Over the next six months I had a crash course, a post-graduate trial by fire, as I got up to speed on all the facets of the study Barry and Ed had so blithely outlined. First, I had to learn about the drugs used in labor: Nisentil and Phenergan as narcotic pain relievers, lidocaine as a local for episiotomies and spinals before forceps delivery, Marcaine for epidurals – my head spun as I absorbed pharmacology texts and the PDR, the Physicians’ Desk Reference on drugs. Once Ed discovered I actually had some charm, unlike the others on the team, scientists who hid behind data so they could avoid people, he assigned me as the liaison to gain the cooperation of the obstetricians and anesthesiologists we’d need at Brigham and Women’s. And then there were the endless meetings as we honed the study design.
“I think the problem with those previous studies, why they had trouble finding any pattern, was they were mixing up all sorts of Ob patients.” Lauren was the only other non-doctoral level person on the team, a graduate nursing student hoping to specialize in pediatric ICU care.
“Why so?” asked Ed.
“Labor is a stressful time, and there are so many different ways it can go, so many combinations of drugs and management strategies. Then there’s the difference in the length of labor, and mothers who have other medical problems, like diabetes. You mix up all those categories, the results we’re looking for can get lost in all the noise.”

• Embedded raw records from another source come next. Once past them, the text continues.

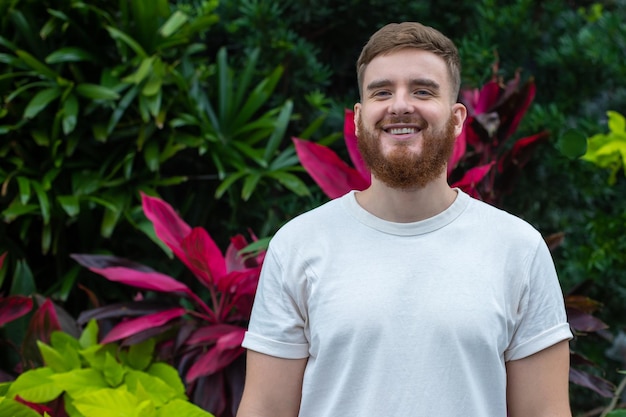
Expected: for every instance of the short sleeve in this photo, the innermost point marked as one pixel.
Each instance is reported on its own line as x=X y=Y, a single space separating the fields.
x=277 y=322
x=542 y=321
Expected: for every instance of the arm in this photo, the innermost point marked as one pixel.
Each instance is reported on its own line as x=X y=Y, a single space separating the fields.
x=273 y=386
x=537 y=386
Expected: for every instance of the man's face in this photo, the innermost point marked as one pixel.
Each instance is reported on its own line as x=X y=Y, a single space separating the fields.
x=407 y=121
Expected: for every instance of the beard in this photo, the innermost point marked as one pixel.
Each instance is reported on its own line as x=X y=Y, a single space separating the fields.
x=402 y=168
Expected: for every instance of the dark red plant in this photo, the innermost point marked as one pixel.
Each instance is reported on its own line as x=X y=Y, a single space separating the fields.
x=201 y=338
x=482 y=163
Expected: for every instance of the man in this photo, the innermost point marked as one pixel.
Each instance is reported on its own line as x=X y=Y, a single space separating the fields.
x=407 y=299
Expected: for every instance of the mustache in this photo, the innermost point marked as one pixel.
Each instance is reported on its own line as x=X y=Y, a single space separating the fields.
x=406 y=119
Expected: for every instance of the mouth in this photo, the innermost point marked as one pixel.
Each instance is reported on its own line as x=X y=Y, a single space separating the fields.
x=401 y=130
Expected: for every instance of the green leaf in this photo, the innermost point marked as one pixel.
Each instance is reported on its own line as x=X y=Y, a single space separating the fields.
x=35 y=386
x=617 y=413
x=23 y=184
x=182 y=408
x=108 y=402
x=227 y=183
x=140 y=354
x=79 y=381
x=279 y=131
x=291 y=182
x=40 y=101
x=572 y=144
x=59 y=361
x=37 y=65
x=89 y=336
x=70 y=54
x=23 y=281
x=70 y=204
x=175 y=22
x=249 y=185
x=133 y=44
x=70 y=114
x=169 y=375
x=44 y=203
x=10 y=407
x=17 y=209
x=96 y=92
x=113 y=371
x=157 y=390
x=144 y=70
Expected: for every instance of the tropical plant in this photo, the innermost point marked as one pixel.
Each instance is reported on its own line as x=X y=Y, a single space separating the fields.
x=483 y=162
x=203 y=340
x=82 y=378
x=608 y=150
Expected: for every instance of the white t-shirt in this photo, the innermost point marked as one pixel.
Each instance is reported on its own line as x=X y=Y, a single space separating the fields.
x=406 y=319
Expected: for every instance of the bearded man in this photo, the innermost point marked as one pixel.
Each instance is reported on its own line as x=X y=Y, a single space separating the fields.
x=407 y=299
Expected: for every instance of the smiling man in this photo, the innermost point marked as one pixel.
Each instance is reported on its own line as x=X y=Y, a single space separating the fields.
x=409 y=298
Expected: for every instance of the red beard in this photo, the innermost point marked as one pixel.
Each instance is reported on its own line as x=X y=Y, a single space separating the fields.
x=402 y=168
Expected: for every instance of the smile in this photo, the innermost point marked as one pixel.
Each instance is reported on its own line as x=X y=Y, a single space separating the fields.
x=402 y=130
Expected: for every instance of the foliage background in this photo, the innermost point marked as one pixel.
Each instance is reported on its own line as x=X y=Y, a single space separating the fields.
x=76 y=189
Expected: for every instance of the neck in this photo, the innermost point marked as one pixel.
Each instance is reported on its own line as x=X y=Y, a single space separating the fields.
x=404 y=206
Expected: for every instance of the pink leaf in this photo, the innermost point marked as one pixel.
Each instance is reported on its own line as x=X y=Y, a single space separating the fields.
x=134 y=326
x=168 y=226
x=528 y=96
x=460 y=146
x=521 y=152
x=349 y=134
x=332 y=174
x=14 y=307
x=225 y=351
x=473 y=176
x=154 y=281
x=487 y=98
x=203 y=257
x=210 y=334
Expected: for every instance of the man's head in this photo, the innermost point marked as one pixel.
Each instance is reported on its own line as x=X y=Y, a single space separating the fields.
x=397 y=36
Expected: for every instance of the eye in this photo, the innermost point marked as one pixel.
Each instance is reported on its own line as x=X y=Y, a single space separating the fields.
x=423 y=93
x=381 y=94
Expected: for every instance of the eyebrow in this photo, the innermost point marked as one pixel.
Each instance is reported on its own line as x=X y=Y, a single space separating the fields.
x=416 y=82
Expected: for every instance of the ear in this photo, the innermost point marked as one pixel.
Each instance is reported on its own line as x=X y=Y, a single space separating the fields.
x=357 y=117
x=459 y=113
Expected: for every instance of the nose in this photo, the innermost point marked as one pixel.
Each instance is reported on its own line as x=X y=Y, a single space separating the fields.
x=401 y=103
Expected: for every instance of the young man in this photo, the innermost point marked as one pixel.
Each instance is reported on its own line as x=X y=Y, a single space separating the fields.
x=407 y=299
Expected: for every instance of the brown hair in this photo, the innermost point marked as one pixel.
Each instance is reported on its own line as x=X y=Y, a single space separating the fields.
x=396 y=36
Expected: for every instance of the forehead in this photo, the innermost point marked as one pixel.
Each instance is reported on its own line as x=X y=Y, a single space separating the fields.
x=405 y=66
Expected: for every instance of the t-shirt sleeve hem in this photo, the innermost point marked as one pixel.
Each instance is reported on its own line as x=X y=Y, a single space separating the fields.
x=540 y=342
x=275 y=348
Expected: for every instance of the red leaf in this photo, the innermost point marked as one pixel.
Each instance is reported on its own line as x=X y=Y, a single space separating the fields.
x=203 y=257
x=349 y=134
x=154 y=281
x=460 y=146
x=473 y=176
x=168 y=226
x=134 y=326
x=44 y=322
x=225 y=351
x=521 y=152
x=14 y=307
x=332 y=174
x=487 y=97
x=209 y=334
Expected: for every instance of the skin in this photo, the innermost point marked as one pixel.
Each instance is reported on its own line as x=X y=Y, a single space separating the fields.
x=412 y=84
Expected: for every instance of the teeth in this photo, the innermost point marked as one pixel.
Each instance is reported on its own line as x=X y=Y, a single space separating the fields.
x=402 y=130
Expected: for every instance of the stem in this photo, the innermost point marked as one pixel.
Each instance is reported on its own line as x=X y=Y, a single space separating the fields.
x=615 y=399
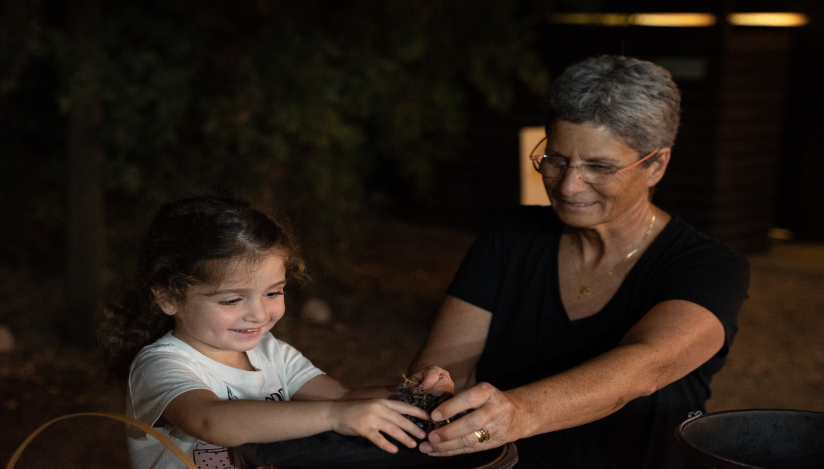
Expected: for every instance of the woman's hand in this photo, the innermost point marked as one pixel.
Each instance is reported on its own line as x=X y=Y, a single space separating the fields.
x=368 y=418
x=495 y=411
x=434 y=380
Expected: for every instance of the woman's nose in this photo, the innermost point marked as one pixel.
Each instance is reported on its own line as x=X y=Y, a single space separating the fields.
x=571 y=181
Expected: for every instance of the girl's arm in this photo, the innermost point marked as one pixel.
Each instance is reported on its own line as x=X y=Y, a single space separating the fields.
x=320 y=405
x=202 y=414
x=434 y=379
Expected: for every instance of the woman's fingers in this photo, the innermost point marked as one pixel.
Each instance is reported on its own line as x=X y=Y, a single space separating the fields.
x=472 y=398
x=491 y=420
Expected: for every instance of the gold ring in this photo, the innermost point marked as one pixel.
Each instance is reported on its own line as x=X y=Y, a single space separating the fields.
x=482 y=434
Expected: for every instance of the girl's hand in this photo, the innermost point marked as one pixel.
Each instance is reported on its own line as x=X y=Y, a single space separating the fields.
x=434 y=380
x=368 y=418
x=495 y=411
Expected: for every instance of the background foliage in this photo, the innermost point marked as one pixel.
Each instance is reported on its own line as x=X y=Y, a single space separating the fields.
x=322 y=110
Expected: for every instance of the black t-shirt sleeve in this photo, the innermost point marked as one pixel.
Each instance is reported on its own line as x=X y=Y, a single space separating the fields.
x=711 y=275
x=478 y=280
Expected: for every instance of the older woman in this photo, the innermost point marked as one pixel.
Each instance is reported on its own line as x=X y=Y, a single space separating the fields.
x=588 y=330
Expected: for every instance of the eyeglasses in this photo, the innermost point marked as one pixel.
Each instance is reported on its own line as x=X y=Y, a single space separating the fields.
x=554 y=167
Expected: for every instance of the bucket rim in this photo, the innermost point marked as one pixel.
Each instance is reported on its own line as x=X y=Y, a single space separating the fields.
x=693 y=449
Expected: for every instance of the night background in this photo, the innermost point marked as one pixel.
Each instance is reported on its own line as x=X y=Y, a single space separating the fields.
x=386 y=131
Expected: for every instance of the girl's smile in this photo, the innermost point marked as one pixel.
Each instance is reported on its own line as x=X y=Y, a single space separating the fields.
x=225 y=322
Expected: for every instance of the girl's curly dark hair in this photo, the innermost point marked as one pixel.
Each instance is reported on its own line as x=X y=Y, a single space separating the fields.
x=190 y=241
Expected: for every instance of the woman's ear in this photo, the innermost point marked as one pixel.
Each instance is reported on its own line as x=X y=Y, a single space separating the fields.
x=164 y=301
x=659 y=166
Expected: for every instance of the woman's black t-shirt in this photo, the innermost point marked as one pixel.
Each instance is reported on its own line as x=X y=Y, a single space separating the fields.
x=512 y=271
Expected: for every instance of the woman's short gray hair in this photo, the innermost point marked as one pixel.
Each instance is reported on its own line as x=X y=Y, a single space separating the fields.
x=635 y=99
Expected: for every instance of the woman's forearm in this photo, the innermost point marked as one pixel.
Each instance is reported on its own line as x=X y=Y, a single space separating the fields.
x=585 y=393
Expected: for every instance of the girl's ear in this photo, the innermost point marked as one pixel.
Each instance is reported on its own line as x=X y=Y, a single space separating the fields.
x=164 y=301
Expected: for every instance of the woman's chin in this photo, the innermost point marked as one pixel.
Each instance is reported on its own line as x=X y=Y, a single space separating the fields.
x=577 y=213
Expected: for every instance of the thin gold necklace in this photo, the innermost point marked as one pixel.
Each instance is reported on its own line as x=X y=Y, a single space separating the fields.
x=586 y=290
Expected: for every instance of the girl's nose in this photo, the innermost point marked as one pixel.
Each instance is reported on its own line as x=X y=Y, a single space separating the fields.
x=256 y=312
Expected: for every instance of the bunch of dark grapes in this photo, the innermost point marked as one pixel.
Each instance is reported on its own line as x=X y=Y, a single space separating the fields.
x=424 y=400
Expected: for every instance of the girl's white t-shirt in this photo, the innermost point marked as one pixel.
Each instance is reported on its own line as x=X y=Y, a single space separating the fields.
x=170 y=367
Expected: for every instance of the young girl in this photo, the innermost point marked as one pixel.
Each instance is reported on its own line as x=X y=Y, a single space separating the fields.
x=204 y=368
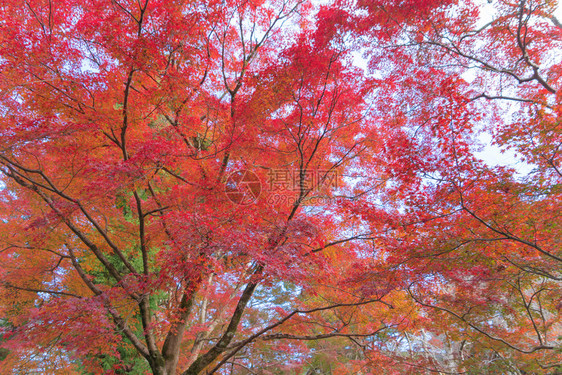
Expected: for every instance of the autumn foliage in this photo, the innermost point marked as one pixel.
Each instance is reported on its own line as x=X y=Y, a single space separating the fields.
x=280 y=187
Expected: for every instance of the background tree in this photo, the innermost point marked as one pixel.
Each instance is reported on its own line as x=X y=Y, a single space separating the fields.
x=380 y=241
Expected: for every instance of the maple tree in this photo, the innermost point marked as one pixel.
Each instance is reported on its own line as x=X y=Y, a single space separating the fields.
x=197 y=187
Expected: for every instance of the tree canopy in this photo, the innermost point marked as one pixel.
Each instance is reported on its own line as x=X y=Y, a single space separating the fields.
x=280 y=187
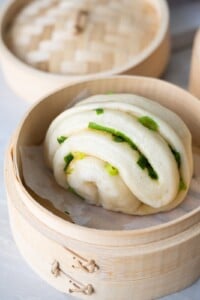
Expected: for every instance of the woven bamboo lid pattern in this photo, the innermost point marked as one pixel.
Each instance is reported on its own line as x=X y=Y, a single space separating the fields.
x=84 y=36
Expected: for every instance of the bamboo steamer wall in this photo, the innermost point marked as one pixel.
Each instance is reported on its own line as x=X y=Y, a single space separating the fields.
x=32 y=84
x=194 y=85
x=97 y=264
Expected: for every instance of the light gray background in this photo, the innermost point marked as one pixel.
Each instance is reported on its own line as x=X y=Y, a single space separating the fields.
x=17 y=280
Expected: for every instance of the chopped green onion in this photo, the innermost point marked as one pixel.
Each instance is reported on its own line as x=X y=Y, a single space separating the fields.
x=111 y=170
x=177 y=156
x=149 y=123
x=99 y=111
x=118 y=139
x=68 y=158
x=182 y=185
x=61 y=139
x=114 y=132
x=144 y=164
x=121 y=137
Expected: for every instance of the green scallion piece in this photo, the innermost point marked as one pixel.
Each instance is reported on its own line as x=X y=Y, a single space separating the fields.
x=149 y=123
x=118 y=139
x=61 y=139
x=68 y=158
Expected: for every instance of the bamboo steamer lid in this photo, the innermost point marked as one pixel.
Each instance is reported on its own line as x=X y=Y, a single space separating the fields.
x=82 y=37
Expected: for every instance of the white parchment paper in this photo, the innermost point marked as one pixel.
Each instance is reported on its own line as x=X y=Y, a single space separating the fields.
x=41 y=181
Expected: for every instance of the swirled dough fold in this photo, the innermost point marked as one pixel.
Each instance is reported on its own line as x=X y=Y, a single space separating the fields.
x=123 y=152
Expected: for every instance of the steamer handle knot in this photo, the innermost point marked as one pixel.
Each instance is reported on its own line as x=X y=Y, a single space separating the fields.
x=77 y=287
x=89 y=267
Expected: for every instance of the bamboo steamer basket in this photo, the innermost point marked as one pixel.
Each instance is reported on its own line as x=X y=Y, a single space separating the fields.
x=31 y=83
x=104 y=264
x=194 y=85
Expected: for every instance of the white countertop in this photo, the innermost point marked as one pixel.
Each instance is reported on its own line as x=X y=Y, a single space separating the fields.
x=17 y=280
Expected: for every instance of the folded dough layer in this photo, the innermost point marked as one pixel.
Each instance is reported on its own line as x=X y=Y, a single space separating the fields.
x=147 y=146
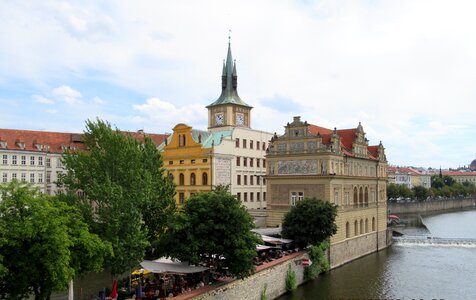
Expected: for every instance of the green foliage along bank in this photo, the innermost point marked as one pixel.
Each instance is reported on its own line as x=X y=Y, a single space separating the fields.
x=44 y=243
x=125 y=197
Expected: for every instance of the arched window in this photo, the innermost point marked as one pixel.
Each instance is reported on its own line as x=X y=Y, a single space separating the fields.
x=361 y=197
x=181 y=179
x=366 y=196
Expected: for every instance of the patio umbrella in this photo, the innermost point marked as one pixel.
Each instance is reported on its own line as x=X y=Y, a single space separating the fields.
x=114 y=290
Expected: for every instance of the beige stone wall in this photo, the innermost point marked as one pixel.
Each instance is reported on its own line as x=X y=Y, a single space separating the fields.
x=250 y=288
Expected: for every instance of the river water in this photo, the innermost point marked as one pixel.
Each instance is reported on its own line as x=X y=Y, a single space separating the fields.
x=408 y=270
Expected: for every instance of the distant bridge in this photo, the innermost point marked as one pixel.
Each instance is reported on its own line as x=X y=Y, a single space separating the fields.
x=434 y=241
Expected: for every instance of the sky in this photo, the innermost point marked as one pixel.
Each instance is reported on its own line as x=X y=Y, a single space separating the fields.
x=405 y=69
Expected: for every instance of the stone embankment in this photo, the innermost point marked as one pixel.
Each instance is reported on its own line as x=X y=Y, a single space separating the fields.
x=431 y=206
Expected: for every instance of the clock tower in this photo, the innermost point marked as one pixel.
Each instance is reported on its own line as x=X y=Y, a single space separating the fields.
x=229 y=109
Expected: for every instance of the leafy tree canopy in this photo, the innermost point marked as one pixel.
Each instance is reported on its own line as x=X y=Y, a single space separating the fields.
x=44 y=243
x=311 y=221
x=127 y=199
x=213 y=227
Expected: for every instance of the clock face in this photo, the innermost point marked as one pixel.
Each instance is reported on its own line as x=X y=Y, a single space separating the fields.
x=240 y=119
x=219 y=119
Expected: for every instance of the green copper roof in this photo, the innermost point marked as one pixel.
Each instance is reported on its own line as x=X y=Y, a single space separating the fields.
x=207 y=139
x=229 y=93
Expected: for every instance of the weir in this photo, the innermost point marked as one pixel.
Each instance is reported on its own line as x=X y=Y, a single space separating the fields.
x=434 y=241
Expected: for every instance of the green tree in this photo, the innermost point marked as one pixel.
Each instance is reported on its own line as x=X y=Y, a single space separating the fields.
x=44 y=243
x=311 y=221
x=213 y=227
x=127 y=198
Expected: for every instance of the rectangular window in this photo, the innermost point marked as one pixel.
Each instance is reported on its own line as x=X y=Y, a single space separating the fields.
x=295 y=197
x=181 y=198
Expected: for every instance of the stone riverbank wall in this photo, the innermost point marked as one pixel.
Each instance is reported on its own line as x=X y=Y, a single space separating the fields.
x=273 y=277
x=430 y=206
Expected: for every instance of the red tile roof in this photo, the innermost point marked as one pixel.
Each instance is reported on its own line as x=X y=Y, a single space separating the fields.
x=57 y=141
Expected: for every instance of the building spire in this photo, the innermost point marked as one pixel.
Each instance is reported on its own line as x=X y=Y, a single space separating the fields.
x=229 y=81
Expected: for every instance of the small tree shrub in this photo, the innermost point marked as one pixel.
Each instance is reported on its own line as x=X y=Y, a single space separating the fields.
x=291 y=282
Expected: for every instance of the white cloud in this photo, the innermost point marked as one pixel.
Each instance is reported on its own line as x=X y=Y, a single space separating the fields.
x=162 y=115
x=67 y=94
x=41 y=99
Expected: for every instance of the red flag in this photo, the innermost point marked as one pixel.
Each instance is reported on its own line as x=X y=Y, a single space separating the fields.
x=114 y=290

“So we reduce the confounding stressors, limit the study to just a few simple drug regimens, you’re saying we might actually find some differences when it comes to, say, epidurals compared to that short-acting narcotic…what’s is called again, John?”
Dr. Stanton, the only MD on our team, responded succinctly, “Nisentil.”
“Right, Nisentil. Sarah, how long did you say that worked?”
I still got nervous, being treated as an equal by these serious and experienced researchers, but I had the information immediately available. “One hour, Ed, more or less. It works great, but it doesn’t last long at all. Studies show if they give only one or two doses, before a woman starts pushing, then it’s barely detectable…”
Ed cut me off. “One hour, right, it’s the one we need for the minimal drug group.”
We worried each element of our study in such meticulous detail, I feared we’d never actually get around to collecting the data, much less subject it to the analysis by Heidi, the CDU’s Ph.D. statistician, from which any answers must eventually emerge. Nonetheless, Ed had me begin writing a first draft of the introduction and procedures.
“Shouldn’t that be called ‘Materials and Methods?” I asked, reflecting all the papers I’d been plowing through. “That’s what they call it in…”
“Procedure – that’s what Barry wants, Sarah. Just do it his way, OK?”
So I outlined the subjects, grouped by the drugs to which they’d been exposed. I explained the behavioral assessment we’d be doing, and noted how we would eliminate all the confounding elements we’d agreed on, to ensure no extraordinary stresses on the mothers. “Beyond the stress of labor itself,” Lauren, a mother of two, said sardonically to me in one of the meetings. In the end, we had about as normal a group of 54 moms as possible: average age 27, length of labor 8 hours, gestational age 39 weeks, six days, infant weight 7 pounds 8 ounces. The babies all had to be normal, too. Apgars of 8 and 9, no congenital anomalies, no admission to the pediatric units after delivery.
“Sarah, wow, where did you learn to write like this?” Ed exclaimed when I hand my draft in.
I wanted to say, “Uhh, Radcliffe?”, but instead, I just said, “Thanks, this was helpful for me to understand what we’re doing. I just followed the standard formula.”
“Well, you picked it up a faster than any of our other research assistants.”
‘Research Assistant.’ There I was again, the lowest title on the group. So why did it seem like I was doing all the work?